# Thread: Solving for x, y, z, w in a matrix

1. ## Solving for x, y, z, w in a matrix

this is my 2nd question in over 12+ hours.

$\left[\begin{matrix}x+y&x+z\\y+z&w\end{matrix}\\]$

Equals

$\left[\begin{matrix}3&4\\5&4\end{matrix}\\]$

i got
x + y = 3 x+z = 5
y + z = 5 w=4

and i don't know what to do from there. text book is really horrible.

2. u always look how u can easy ur task ... u can do like this (or any another)
$x+y=3 \to y=3-x$ 1)
$y+z=5$ 2)
$x+z=5 \to z=5-x$ 3)

1) and 3) in 2) ...

3. Thanks a million yeKciM

4. Originally Posted by mgrexGT1
this is my 2nd question in over 12+ hours.

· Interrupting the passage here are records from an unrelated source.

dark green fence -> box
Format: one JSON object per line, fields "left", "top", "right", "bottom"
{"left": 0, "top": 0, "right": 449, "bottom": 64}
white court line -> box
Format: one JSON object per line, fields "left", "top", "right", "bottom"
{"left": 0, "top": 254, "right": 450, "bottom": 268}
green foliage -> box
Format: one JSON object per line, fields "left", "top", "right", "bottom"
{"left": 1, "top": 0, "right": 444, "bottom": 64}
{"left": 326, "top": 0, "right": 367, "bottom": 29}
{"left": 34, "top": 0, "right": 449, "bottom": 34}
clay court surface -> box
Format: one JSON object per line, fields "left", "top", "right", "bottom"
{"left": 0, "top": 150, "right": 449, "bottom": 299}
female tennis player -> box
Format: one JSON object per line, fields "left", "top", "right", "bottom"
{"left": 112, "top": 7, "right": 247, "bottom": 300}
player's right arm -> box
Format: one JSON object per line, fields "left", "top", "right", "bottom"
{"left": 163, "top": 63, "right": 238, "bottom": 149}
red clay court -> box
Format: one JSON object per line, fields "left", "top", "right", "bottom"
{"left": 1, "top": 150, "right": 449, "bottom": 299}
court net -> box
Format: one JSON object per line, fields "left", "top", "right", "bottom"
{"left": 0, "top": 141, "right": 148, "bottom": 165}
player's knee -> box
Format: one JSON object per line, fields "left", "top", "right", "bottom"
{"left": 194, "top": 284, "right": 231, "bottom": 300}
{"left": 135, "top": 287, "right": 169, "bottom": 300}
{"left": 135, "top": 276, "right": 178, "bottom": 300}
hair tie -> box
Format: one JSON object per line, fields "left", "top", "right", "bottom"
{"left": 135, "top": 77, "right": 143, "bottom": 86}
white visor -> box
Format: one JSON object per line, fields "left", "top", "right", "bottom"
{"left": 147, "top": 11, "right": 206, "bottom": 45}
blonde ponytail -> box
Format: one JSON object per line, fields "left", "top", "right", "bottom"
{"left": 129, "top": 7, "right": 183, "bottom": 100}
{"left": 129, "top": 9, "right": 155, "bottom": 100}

$\left[\begin{matrix}x+y&x+z\\y+z&w\end{matrix}\\]$

Equals

$\left[\begin{matrix}3&4\\5&4\end{matrix}\\]$

i got
x + y = 3 x+z = 5
y + z = 5 w=4

and i don't know what to do from there. text book is really horrible.
You have four equations in four unknowns: x+ y= 3, x+ z= 5, y+ z= 5 and w= 4.
If you subtract the third equation from the second, you eliminate z: x+ z- (y+ z)= x- y= 0.
Can you solve the two equations x+ y= 3 and x- y= 0?